Dining devotee Chris Brown wants to get revenue flowing to save local restaurants as they struggle to stay afloat during the COVID crisis.
Inspired by the digital sales hub SavePhillyEats in Philadelphia, Brown—president of Rosedale’s Geiger Pump and Equipment—launched SaveCharmCityEats in Baltimore this week to help hard-hit restaurants recover.
Restaurants, bars, breweries, and grocers can opt in to SaveCharmCityEats.com by offering special experiences, deals, and incentives that customers can redeem after the pandemic subsides.
For the restaurant owners, this means an immediate infusion of capital, with 100 percent of the proceeds going directly to their spots and no hidden fees for the businesses or customers. For the patrons, it means something to look forward to once restaurants reopen and chefs are able to get back to work.
“There are so many great places here in Baltimore, the idea is to reconnect with that joy,” says Brown. “As a consumer, it’s fun to look at these offers. The other side of that coin is that the restaurants and chefs feel the joy that there are people who want their stuff. This is a way to give restaurants some vehicle, some hope so that when we do come back out the other side that little place down the street is open and we can get a great kabob, a great steak, or a great cocktail.”
Experiences (many one-of-a-kind) and incentives include a private Champagne brunch with Chef Cindy Wolf at Charleston, a cooking class with Cosima’s creative director Donna Crivello, a tempura omakase experience at Ekiben, a private whiskey tasting and barbecue dinner at Blue Pit BBQ, and an at-home experience with La Cuchara’s Ben Lefenfeld, who will prepare a seasonal, three-course meal.
The website, up and running for less than a day, currently has some 30 restaurants participating—from Tagliata in Harbor East to Le Comptoir du Vin in Station North. New spots will continue to join in the weeks to come.
“We are trying to be all-inclusive,” Brown says, “and give as much exposure to the little guys as the big ones.”

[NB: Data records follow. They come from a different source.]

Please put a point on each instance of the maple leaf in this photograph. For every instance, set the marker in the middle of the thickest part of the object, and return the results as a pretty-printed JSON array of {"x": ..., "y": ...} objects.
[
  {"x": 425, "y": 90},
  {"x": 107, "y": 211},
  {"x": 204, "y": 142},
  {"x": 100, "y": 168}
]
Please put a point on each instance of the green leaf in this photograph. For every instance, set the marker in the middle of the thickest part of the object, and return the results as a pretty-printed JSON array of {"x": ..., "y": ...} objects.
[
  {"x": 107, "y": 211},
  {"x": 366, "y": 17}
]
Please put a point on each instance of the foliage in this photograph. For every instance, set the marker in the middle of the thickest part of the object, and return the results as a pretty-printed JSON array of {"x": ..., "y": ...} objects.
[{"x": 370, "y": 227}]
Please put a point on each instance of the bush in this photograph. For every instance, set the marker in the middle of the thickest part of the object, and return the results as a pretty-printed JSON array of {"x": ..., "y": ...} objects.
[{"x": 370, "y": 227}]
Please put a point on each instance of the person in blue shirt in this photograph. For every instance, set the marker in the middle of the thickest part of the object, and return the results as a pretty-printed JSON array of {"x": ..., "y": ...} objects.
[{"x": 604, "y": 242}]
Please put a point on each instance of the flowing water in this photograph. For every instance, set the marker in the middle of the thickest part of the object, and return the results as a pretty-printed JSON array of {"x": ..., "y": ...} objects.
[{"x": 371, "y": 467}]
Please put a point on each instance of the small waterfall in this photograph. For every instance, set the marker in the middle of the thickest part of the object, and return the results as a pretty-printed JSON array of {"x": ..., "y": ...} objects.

For his part, Brown says, “I have no financial interest. I’m not in the restaurant business. I’m not in marketing—I’m a mechanical engineer. I don’t want to come out the other side of this with a PR business. It has nothing to do with me other than wanting to help.”
As someone who loves dining out, Brown sees supporting our local restaurants as “culturally required.”
“We have a very unique food story to tell from South Baltimore to Highlandtown, Canton and Harbor East, Remington and Hampden,” he says. “And like many cities, but particularly in Baltimore, it’s a story that’s told really well from the small neighborhood spots to the big spots. What we are really hoping is that people value that as part of the culture just as you would value the Ravens or the Orioles or the BSO. It’s part of what makes living here so great.”
Save the Eats is being replicated in other cities, and also launches this week in Washington, D.C. Similar campaigns in New York City, Chicago, and Los Angeles will go live in the weeks to come.